Technology Description:

Invizyne Technologies proposes an electrically powered cell-free enzymatic approach for upgrading ethanol into more useful chemicals. Because carbon for 99% of organic chemicals is petroleum-derived, replacing petroleum carbon with carbon captured from the atmosphere could greatly mitigate carbon emissions. Atmospheric CO2 represents a potentially limitless source of inexpensive carbon, but there are significant challenges to converting captured CO2 into useful chemicals and fuels. While recent technologies can capture CO2 by converting it into simple chemicals such as formate or ethanol, these molecules have limited applications. INvizyne Technologies’ approach would enable efficient, economical, bio-based, and carbon negative chemical production from CO2 neutral/negative ethanol and formate. Successful completion of the project will demonstrate that cell-free biocatalysis (using enzymes to catalyze multi-step chemical reactions in vitro) can complement cell-based metabolic engineering. The project will help diversify existing ethanol markets and seed a carbon-negative chemical industry.

Potential Impact:

The application of biology to sustainable uses of waste carbon resources for the generation of energy, intermediates, and final products---i.e., supplanting the “bioeconomy”—provides economic, environmental, social, and national security benefits and offers a promising means of carbon management.

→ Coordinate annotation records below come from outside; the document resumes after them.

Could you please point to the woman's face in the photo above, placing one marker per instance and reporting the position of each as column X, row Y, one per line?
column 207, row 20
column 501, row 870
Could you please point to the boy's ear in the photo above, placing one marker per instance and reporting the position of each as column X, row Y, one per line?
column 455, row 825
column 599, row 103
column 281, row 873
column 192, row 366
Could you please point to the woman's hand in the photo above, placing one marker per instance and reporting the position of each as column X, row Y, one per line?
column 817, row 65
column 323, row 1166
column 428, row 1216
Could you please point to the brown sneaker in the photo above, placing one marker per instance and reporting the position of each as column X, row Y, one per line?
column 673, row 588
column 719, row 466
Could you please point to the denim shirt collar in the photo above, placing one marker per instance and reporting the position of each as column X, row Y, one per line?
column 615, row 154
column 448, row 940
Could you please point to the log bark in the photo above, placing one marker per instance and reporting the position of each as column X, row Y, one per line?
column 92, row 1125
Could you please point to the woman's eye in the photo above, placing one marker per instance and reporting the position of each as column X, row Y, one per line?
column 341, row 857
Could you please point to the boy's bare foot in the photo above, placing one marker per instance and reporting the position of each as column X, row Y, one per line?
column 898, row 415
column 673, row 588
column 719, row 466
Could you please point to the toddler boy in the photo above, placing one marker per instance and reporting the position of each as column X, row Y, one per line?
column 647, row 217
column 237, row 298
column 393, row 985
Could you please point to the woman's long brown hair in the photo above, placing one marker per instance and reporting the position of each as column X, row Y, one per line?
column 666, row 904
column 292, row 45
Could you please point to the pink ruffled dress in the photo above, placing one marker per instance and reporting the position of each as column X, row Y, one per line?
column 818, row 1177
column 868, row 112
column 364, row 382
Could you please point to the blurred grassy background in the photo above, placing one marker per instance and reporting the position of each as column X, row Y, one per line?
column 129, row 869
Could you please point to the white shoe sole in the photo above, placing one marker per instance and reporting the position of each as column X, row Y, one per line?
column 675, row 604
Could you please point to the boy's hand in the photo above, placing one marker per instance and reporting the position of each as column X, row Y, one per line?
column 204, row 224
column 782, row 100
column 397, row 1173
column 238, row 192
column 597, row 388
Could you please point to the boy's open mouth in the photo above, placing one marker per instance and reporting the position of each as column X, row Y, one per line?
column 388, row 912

If successful, the new technologies are expected to catalyze new conversion platforms for biofuels and other high-volume bioproducts that are capable of promoting U.S. energy security by increasing recoverable product from the same mass of feedstock through the avoidance of wasting carbon in the form of CO2.


This program funds cutting-edge technologies to de-risk the engineering of carbon optimized bioconversion pathways capable of generating valuable bioproducts such as sustainable aviation fuel without emission of CO2 as a waste product.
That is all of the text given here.